On Tue, Jan 16, 2007 at 01:01:03AM +0530, Dipankar Sarma wrote:
>
> Fix a few trivial things based on review comments.

Acked-by: Paul E. McKenney <[email protected]>

> Signed-off-by: Dipankar Sarma <[email protected]>
>
> ---
>
>
>
> diff -puN kernel/rcupreempt.c~rcu-fix-trivials kernel/rcupreempt.c
> --- linux-2.6.20-rc3-mm1-rcu/kernel/rcupreempt.c~rcu-fix-trivials 2007-01-15 15:37:00.000000000 +0530
> +++ linux-2.6.20-rc3-mm1-rcu-dipankar/kernel/rcupreempt.c 2007-01-15 15:37:00.000000000 +0530
> @@ -156,7 +156,7 @@ void __rcu_read_lock(void)
> local_irq_save(oldirq);
>
> /*
> - * Outermost nesting of rcu_read_lock(), so atomically
> + * Outermost nesting of rcu_read_lock(), so
> * increment the current counter for the current CPU.
> */
> idx = rcu_ctrlblk.completed & 0x1;
> @@ -169,7 +169,7 @@ void __rcu_read_lock(void)
> * Now that the per-CPU counter has been incremented, we
> * are protected. We can therefore safely increment
> * the nesting counter, relieving further NMIs of the
> - * need to do so.
> + * need to increment the per-CPU counter.
> */
> current->rcu_read_lock_nesting = nesting + 1;
> barrier();
>
> _

2007-01-24 00:35:20

by Andrew Morton

[permalink] [raw]
Subject: Re: [mm PATCH 4/6] RCU: preemptible RCU

On Tue, 16 Jan 2007 00:58:58 +0530
Dipankar Sarma <[email protected]> wrote:

> This patch implements a new version of RCU which allows its read-side
> critical sections to be preempted.

Why is it selectable if CONFIG_PREEMPT=n?
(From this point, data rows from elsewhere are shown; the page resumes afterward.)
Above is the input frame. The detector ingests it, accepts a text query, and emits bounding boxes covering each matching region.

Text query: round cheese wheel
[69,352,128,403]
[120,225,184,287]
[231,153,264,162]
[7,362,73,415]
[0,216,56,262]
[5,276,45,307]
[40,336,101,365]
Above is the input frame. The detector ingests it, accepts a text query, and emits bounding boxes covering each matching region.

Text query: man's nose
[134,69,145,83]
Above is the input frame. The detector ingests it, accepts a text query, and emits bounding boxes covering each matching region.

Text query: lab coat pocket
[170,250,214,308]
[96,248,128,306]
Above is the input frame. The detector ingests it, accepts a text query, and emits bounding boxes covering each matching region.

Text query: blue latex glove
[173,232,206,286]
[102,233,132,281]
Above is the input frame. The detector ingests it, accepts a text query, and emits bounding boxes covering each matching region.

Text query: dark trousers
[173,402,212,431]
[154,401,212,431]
> It uses a set of counter pairs
> to keep track of the read-side critical sections and flips them
> when all tasks exit read-side critical section. The details
> of this implementation can be found in this paper -
>
> http://www.rdrop.com/users/paulmck/RCU/OLSrtRCU.2006.08.11a.pdf
>
> This patch was developed as a part of the -rt kernel
> development and meant to provide better latencies when
> read-side critical sections of RCU don't disable preemption.

Does it succeed in that attempt? Thus far you've given no reason for
merging this code..

This is a pile of tricky new core kernel code for us to test, maintain,
understand, debug, etc. It needs to provide a substantial benefit. Does
it?

> As a consequence of keeping track of RCU readers, the readers
> have a slight overhead (optimizations in the paper).
> This implementation co-exists with the "classic" RCU
> implementations and can be switched to at compiler.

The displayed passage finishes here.